Three elements are required:
  1. Physician's disclosure — diagnosis, proposed treatment, risks/benefits, alternatives, consequences of refusal
  2. Patient's voluntariness — free from coercion
  3. Patient's mental competence — capacity to understand and decide
Exceptions to informed consent: medical emergency, patient waiver, or therapeutic privilege (where disclosure itself would harm the patient).
Physician liability: If inadequate disclosure causes patient harm, and the patient would have refused treatment had they been properly informed, the physician may be liable (Canterbury v. Spence, 1972).

Rapport: The Foundation of the Relationship

Rapport is the cornerstone of effective clinical care and cannot be reduced to a single skill:
Even the most knowledgeable and skilled physician will have limited effectiveness if unable to develop rapport with patients.

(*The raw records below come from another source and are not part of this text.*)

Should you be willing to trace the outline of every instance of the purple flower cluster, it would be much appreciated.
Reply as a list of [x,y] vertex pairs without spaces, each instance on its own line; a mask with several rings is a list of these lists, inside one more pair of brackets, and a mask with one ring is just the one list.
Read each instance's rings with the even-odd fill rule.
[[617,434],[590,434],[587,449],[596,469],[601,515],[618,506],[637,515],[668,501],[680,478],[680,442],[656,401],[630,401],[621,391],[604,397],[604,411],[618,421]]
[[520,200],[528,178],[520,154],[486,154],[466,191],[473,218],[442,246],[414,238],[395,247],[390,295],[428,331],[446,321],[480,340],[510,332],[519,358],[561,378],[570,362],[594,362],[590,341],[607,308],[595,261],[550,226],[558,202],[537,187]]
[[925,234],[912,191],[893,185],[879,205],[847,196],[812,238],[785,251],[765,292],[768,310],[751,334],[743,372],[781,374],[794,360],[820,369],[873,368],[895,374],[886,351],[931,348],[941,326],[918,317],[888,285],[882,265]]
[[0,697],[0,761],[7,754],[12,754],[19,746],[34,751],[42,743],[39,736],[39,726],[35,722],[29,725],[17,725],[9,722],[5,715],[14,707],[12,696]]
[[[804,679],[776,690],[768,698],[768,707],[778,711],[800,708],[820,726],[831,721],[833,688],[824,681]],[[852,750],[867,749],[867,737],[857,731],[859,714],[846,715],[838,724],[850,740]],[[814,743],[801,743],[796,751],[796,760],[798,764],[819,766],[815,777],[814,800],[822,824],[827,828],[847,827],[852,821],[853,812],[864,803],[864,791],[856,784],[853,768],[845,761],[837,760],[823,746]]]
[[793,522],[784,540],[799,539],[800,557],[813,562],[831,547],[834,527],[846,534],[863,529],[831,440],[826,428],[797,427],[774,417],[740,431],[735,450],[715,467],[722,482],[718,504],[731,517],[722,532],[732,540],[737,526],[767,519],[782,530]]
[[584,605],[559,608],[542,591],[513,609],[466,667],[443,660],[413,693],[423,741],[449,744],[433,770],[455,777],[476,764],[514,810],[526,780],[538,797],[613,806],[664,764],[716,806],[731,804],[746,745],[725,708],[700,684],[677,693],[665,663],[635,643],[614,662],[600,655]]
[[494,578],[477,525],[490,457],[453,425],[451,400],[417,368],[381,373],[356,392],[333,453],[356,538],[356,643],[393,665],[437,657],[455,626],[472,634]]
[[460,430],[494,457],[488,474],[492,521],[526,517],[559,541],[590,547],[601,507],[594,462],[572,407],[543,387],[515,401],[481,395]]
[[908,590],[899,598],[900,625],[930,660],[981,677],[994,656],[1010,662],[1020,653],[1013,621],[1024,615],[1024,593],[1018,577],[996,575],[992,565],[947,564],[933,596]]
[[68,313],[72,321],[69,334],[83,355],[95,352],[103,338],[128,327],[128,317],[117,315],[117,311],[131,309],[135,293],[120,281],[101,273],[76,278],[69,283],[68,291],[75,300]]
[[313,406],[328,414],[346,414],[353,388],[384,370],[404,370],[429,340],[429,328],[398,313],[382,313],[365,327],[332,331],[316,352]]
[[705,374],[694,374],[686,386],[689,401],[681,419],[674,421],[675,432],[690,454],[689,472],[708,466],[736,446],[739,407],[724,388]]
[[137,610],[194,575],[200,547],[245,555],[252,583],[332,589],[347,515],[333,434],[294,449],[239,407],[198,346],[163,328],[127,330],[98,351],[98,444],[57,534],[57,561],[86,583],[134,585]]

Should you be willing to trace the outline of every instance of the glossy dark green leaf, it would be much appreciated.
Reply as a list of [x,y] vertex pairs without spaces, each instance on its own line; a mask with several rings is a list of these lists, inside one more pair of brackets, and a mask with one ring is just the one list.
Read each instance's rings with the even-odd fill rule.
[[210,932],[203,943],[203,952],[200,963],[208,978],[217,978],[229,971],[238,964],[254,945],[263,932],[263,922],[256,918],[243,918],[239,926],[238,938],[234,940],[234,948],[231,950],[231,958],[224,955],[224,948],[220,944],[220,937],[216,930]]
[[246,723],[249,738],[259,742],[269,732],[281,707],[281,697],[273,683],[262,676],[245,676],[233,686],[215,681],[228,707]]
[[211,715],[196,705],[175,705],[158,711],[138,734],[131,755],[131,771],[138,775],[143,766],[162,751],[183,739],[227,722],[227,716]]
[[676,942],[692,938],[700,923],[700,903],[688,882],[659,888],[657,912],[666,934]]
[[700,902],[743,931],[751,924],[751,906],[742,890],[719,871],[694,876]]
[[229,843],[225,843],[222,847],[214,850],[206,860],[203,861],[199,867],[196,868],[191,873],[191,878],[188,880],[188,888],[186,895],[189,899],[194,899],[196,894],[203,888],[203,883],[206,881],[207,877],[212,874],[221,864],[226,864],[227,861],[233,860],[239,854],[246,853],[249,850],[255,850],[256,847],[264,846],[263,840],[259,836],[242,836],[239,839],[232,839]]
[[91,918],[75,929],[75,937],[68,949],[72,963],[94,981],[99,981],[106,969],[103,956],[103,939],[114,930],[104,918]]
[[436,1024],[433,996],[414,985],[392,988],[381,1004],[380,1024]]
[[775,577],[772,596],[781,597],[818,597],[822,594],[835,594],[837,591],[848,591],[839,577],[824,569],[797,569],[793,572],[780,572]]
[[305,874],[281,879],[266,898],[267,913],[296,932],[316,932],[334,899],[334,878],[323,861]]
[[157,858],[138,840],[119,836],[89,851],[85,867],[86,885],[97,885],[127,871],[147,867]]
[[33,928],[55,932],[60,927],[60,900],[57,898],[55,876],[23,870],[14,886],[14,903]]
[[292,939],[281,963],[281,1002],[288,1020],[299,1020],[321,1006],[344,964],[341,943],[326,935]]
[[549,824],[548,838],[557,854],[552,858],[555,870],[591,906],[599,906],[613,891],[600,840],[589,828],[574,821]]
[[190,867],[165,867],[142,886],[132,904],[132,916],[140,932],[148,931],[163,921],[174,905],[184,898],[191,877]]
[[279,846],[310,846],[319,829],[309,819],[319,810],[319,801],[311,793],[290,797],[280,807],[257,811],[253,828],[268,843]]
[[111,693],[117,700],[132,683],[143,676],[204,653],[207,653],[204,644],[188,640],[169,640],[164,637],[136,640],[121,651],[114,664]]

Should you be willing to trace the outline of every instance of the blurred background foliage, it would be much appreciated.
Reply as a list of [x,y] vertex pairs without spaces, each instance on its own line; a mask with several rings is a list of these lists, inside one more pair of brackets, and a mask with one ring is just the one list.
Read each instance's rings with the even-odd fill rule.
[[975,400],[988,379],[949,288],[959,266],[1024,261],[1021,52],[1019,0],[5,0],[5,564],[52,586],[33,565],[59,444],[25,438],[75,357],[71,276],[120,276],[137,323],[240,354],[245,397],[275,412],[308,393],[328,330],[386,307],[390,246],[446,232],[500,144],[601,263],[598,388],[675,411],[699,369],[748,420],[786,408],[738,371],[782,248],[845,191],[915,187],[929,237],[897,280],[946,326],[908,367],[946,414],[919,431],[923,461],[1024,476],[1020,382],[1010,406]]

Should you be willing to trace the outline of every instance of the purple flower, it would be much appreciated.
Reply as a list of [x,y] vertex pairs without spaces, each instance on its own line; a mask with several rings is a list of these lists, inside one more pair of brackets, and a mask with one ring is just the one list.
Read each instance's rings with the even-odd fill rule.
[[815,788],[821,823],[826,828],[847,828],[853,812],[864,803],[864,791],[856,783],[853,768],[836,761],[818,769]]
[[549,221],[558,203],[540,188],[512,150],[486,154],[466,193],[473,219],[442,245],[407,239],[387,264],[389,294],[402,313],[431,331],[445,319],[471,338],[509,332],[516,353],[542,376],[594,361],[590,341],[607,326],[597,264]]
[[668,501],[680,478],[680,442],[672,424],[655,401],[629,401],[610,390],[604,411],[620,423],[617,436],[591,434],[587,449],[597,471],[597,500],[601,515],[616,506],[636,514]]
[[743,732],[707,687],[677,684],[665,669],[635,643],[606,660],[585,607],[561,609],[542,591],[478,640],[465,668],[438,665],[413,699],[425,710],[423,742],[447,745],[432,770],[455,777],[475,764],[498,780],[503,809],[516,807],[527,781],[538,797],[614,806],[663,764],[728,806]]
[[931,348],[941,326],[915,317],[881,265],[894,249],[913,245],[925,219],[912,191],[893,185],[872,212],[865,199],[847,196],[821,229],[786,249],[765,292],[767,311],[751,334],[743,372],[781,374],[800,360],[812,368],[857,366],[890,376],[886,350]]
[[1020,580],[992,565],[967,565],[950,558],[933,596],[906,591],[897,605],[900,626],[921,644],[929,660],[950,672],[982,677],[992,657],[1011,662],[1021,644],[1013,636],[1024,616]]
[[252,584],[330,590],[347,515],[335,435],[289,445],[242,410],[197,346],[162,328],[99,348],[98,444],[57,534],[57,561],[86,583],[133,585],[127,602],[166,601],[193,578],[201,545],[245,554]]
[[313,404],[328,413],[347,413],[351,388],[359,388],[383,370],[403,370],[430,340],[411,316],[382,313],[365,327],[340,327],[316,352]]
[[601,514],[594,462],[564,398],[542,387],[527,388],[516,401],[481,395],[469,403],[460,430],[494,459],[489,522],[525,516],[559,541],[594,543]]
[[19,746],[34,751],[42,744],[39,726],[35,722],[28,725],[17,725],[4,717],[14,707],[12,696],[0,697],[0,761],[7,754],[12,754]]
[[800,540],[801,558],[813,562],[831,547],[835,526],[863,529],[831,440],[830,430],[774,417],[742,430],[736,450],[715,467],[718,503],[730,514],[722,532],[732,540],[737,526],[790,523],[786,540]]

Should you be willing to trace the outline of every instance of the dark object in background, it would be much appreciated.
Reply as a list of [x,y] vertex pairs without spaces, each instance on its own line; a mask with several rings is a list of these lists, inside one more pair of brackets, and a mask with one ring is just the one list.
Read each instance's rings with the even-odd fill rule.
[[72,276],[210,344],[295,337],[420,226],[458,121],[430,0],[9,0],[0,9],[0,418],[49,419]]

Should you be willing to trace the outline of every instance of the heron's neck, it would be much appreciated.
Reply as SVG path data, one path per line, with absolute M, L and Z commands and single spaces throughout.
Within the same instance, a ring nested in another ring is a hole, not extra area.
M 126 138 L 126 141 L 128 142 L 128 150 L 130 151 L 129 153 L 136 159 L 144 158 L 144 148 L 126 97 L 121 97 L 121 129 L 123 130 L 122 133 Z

Rapport is not analyzed easily within any one body of knowledge. — Textbook of Family Medicine, 9e
Building rapport:
  • Instill confidence and trust by conveying sincerity and genuine interest
  • Demonstrate compassion, thoroughness, and understanding
  • Use eye contact, open posture, and appropriate physical presence
  • Know the patient's name and its correct pronunciation before entering the room
  • Reference prior visits — patients feel the physician is genuinely interested
  • Brief non-medical conversation can make patients feel less rushed
Bedside manner traditionally encompasses concern, kindness, friendliness, wit, and cheerfulness — creating an atmosphere of trust.

Communication

Communication failure is as damaging as clinical error:
More complaints against physicians result from a breakdown of the caring aspect of the doctor-patient relationship than from the technical quality of treatment. — Textbook of Family Medicine, 9e
Key communication principles:
  • Listen carefully and take patient concerns seriously
  • Be sensitive to what patients don't say — unvoiced concerns are common and lead to dissatisfaction
  • "Hand-on-the-doorknob" phenomenon: patients often reveal their most important concern as they are leaving — always address it
  • Avoid discussing patients within earshot of other patients — fragments of conversation can be distorted and fuel anxiety
  • Make yourself accessible (phone, email, early appointment) without obstruction
Nonverbal communication matters:
  • Lack of eye contact is perceived as lack of concern
  • White coat + conventional dress projects more competence than scrubs alone
  • Upright, energetic posture signals engagement and confidence
  • A first impression forms in under 7 seconds

Patient Satisfaction

  • Satisfaction correlates strongly with information provision — patients want to understand their illness
  • Patients whose desire for information and emotional support is unmet are significantly less satisfied
  • Greater satisfaction → greater compliance with treatment
  • Spending even brief time on non-medical topics reduces the perception of being rushed
  • Only ~4% of dissatisfied patients voice complaints — the rest simply do not return

Respect

  • Take all complaints seriously — what seems trivial may reflect significant underlying pathology or depression
  • Physicians who see more patients per session are more likely to label complaints as trivial
  • Avoid negative statements about colleagues — this undermines the patient's confidence in the entire system
  • Secure physicians admit the limits of their competence and seek consultation when needed without feeling threatened
  • Recognize personal emotional reactions to difficult patients; unrecognized negative emotions become barriers to care

Threats to the Relationship

Dehumanization factors (particularly relevant in pandemics/high-acuity settings):
  • Personal protective equipment obscures facial expression and human connection
  • Fear of contagion and high workload reduce time with individual patients
  • Emotional numbing as a coping mechanism
Physician wellbeing is integral to maintaining a healthy doctor-patient relationship. Physicians under excessive stress are less likely to engage authentically with patients.